Well, as a lawyer I provided a service, but as a priest I was the service.  What I mean by that is, that as a lawyer I took the instructions of my client and for a fee carried out work to achieve their objectives.  I got peoples’ houses bought and sold, obtained divorces, settled estates and defended the accused.  I did not become involved beyond doing the job required.  Indeed in many ways an involved lawyer is not much use.

However, the priest cannot easily be effective without a measure of involvement. ‘Time’ is the priest’s gift but is what the lawyer charges for.  The lawyer may sympathise but the priest must, whenever possible, empathise.

I have also learned that the work of the Holy Spirit, that mysterious third person of the Christian Trinity, is very much alive and well in many more people today than we may perhaps give credit for.  From my own life I will leave you with one last story about this from the recent past. 

In anticipation of some surgery I asked a priest to lay hands on me by way of preparation.  He did this as part of the prayers at a mid-week communion service and he also anointed me.  During this process I experienced a figure I recognised as Jesus coming to me and passing into me, and I heard the words,’ You in me and me in you.’  I felt a tremendous sense of reassurance.

The following day the operation took place under a general anaesthetic and, as I was being prepared, the anaesthetist asked me what I though I might dream about.  I told him that I did not dream in these circumstances, but had been told that I said things.  I asked him to remember if I said anything of note, and he promised to do so. 

After the operation the surgeon came to check on me and asked if I had seen the anaesthetist.  When I said I had not, he smiled broadly and said he would send him round.  When I asked if I had said anything he said, “Oh yes!”, but would say no more.  It was, he said, the anaesthetist’s story.

The anaesthetist, when he arrived, told me that after the anaesthetic had taken effect and I was well and truly ‘out’, I had suddenly said, “I see Jesus coming,” and all the indicators on the monitoring equipment went completely haywire causing absolute mayhem.  He eventually got things under control but said he’d never seen anything like it and didn’t want to ever again!
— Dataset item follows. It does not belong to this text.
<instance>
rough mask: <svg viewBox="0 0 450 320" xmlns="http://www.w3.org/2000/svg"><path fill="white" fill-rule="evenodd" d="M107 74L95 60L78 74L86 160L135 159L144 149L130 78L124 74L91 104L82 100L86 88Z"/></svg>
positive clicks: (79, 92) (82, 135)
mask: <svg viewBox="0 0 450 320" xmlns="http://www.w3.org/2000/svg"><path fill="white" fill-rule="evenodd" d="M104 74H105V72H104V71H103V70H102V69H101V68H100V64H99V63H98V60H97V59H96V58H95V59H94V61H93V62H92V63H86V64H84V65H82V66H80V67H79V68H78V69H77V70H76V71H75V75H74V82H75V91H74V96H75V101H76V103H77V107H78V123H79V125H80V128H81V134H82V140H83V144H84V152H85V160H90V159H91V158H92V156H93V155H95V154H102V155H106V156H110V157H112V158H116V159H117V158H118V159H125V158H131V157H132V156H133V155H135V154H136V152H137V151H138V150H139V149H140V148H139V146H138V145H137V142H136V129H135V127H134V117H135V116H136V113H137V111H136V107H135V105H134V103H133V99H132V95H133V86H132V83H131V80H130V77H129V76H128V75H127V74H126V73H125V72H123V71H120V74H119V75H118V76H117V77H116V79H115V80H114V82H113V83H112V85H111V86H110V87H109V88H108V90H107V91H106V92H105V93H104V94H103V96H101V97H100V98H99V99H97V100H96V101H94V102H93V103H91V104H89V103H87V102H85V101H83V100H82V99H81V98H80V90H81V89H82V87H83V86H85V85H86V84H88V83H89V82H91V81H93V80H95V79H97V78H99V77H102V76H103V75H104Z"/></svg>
When Jesus says, “You in me and me in you” it is something I profoundly believe in.

How do I look back on all this?  Well, I could sum it up in this way “true love has no need of lawyers.”  Jesus had no time for them and in my experience, on both sides of the fence, lawyers are only brought in when sadly love has been ejected.

On a personal note, what God has shown me, following that Bradford Cathedral lunchtime, has been a roller coaster of experiences which have been exhilarating, humbling and at times, inspiring.  And I would not have missed any of it.